Di ujung telepon Clara sudah khawatir jika ancaman Luki akan menjadi kenyataan. Ia menggigit kukunya di balik meja di kantornya.
Dia tidak ada rapat. Ia hanya ingin membatalkan acara ketemuan itu secara sepihak. Karena Clara akan menggunakan metode yang seperti Deri usulkan.
Tak ada pilihan lain, selain Clara menggunakan cara itu.
"Maafkan aku, Luki," gumam Clara ketika panggilan mereka berdua sudah berakhir. "Aku juga tak mau menggunakan cara seperti ini. Tapi kamu memaksaku untuk melakukanya."
Clara kemudian menghubungi Deri, untuk melakukan tugasnya.
**
Luki menepikan mobilnya ketika melihat seorang anak kecil terlihat kesulitan memperbaiki sepedanya.
Ia turun hendak membantu anak kecil itu.
Namun—tanpa disadari ada seseorang berdiri di belakang Luki membawa obat bius yang sudah diletakkan dalam sapu tangannya.
Luki langsung tak sadarkan diri. Ia langsung dibawa masuk ke mobilnya kemudian mobil itu pergi meninggalkan anak kecil yang tak lain adalah suruhan Deri.
"Kita harus melakukannya cepat," kata Deri. Wanita yang ada di sebelah Luki tersenyum dengan tenang.
"Santai saja. Yang penting hasilnya, kan?"
**
Sudah satu hari sejak Luki dibawa pergi oleh Deri. Lelaki itu mengatakan jika dirinya saat ini sedang ada di vila.

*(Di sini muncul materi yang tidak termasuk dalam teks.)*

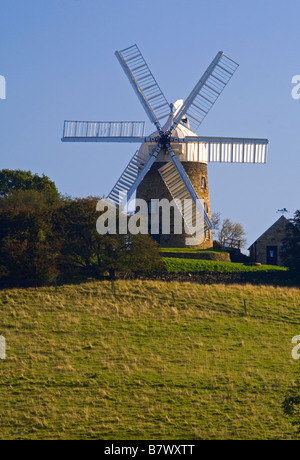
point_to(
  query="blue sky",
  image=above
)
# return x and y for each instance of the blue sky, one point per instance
(58, 60)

Kediaman Lukas pun tidak ada satu pun orang yang menyadari jika ada satu anggota keluarga tidak pulang ke rumah tadi malam.
"Bagaimana? Apa sudah berhasil?" tanya Clara melalui telepon ketika dia menghubungi Deri.
"Kamu bisa ke sini malam ini. Sekaligus mengantarkannya pulang."
"Tapi—berhasil kan?"
"Tenang saja, aku sudah memastikannya. Tapi—jangan sampai ingatannya bentrok. Dia mungkin kehilangan beberapa memori, tapi masih mengingat hal hal penting lainnya."
"Baiklah kalau begitu, aku akan ke sana sekarang."